A Post Entitled Finally!
I’ve been working on my chili recipe for years, and damn if I didn’t finally get it right tonight. I like spicy, but I’m really not into pain, so I’ve been after a truly spicy chili that doesn’t require the attendance of a fire brigade to eat, and has just a bit of a molé flavor to it. And I found it. K insisted I record it so I can do it again. Y’all ready?
1 lb ground beef
1 lb hot pork sausage (Jimmy Dean’s worked fine)
1 lb dry beans (I’m partial to red kidneys, but type doesn’t much matter)
1/4 lb mushrooms (K thought I was crazy ‘til she tried it)
2 cans whole tomatoes
Half a head of garlic, crushed or chopped fine
2 large onions, chunked
3 T chili powder
4 T red curry paste
1.5 t cayenne pepper
1 T + a bit of cocoa powder
1.5 T blackstrap molasses (or maple syrup or sorghum)
Lawry’s seasoning salt
Black pepperSoak the beans overnight, dump the water, add to a large stew pot (our 1 gal crockpot wasn’t nearly big enough.) Open the tomatoes, dump the juice into the pot, hand-crush the tomatoes into the pot. (Just grab them and squish them through your fingers, it’s fun. It helps to hold them deep in the pot while doing this, or you’ll be cleaning the entire kitchen later.) Turn the pot on medium low heat. Slice and add the mushrooms. Brown the beef and sausage together in a skillet, and while it’s browning, add the onions, garlic, chili powder, curry paste, and cayenne. Let it cook, stirring all the while, a few minutes longer than strictly necessary to just brown it, and somewhere in there coat the whole thing generously with Lawry’s and black pepper. You’ll be gumming up the skillet a little, but that’s okay. When it’s a little overdone, add it all to the pot, put the skillet back on its burner and add a cup or so of water to it and stir and scrape all the good gummy stuff loose. Add that to the pot, too, along with the cocoa and sweet stuff, and let it all simmer a couple hours to thicken and finish cooking the beans. If it needs more liquid, add water, leftover coffee, or whatever flips your switch. When the beans are done, grab bowls, spoons, friends, sour cream, cheese, beer, and cornbread, and get to work.
I’m convinced it was the curry paste and cocoa that had always been missing.

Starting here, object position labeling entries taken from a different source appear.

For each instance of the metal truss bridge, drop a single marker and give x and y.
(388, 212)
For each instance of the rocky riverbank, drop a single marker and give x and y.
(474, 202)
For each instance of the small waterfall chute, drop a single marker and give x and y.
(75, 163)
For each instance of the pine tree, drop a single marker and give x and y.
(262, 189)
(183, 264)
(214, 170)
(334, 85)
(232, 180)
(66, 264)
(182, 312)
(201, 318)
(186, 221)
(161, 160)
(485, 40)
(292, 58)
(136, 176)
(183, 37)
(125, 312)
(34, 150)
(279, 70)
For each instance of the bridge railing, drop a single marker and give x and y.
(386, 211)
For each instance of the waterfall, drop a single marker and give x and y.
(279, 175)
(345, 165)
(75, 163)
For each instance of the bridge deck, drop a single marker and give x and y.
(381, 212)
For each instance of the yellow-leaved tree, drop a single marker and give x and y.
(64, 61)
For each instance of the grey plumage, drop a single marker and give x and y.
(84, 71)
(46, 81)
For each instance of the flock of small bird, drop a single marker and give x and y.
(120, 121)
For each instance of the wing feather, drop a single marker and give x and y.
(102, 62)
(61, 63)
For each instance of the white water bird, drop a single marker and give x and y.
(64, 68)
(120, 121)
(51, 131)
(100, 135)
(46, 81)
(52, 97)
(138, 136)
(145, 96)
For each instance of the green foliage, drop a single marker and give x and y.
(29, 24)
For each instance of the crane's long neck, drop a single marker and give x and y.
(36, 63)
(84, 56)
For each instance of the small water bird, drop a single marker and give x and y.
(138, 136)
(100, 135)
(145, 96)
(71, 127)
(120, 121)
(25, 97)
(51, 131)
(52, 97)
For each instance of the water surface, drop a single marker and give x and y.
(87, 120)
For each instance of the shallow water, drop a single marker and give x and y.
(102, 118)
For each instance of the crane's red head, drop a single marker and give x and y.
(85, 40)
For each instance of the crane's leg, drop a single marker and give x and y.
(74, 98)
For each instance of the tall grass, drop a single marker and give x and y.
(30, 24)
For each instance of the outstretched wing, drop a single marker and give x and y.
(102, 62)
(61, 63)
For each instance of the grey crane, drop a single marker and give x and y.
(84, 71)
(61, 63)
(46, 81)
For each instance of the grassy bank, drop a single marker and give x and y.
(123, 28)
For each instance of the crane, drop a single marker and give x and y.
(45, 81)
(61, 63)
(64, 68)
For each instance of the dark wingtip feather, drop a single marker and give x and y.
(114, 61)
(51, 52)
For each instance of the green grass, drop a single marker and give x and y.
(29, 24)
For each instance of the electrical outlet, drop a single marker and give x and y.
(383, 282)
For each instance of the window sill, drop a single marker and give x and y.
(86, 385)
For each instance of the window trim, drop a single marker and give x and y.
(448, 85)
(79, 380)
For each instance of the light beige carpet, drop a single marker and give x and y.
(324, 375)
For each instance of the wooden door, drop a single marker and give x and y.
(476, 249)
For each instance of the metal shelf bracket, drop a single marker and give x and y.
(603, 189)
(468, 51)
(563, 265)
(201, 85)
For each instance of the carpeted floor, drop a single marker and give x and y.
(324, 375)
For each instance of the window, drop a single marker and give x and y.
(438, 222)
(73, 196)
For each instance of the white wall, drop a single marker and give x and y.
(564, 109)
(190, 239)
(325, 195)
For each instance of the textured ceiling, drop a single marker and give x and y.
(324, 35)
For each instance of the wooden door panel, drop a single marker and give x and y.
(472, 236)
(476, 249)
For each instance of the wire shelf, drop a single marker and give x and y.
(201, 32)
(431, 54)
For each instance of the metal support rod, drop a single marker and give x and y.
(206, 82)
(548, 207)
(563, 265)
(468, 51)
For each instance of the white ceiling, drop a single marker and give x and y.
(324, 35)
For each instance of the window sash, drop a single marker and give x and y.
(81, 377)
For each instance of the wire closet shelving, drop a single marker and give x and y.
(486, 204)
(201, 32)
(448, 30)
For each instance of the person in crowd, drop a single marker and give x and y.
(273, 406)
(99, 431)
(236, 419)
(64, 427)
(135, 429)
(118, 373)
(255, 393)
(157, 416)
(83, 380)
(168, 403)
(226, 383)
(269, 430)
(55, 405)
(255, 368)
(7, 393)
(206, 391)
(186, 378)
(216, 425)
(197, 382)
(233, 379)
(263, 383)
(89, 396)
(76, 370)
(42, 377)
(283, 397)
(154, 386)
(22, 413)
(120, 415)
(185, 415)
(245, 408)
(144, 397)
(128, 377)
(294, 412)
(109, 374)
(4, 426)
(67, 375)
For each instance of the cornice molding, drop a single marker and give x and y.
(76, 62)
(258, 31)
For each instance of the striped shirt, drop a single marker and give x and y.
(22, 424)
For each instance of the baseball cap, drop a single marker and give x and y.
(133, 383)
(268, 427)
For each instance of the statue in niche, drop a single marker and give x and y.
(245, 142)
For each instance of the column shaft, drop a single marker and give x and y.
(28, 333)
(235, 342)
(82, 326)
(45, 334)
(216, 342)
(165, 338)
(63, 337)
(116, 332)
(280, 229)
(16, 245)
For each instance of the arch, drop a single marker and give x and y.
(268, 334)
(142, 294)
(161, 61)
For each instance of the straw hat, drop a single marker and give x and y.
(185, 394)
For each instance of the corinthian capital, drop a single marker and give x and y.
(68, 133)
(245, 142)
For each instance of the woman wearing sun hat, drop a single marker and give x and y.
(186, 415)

Oh, and I didn’t actually measure any of that shit, (though I did actually count the onions and the cans of tomatoes,) so feel free to adjust in any direction you please. And it’s not strictly necessary to season the meat as it cooks, but it’s the only way I’ve ever found to keep me from making a meal on it as it browns. That dose of cayenne up front keeps me out of it til it cooks.
Edit: Tart reminds me I forgot to list the tablespoon or so of cumin I told her I added.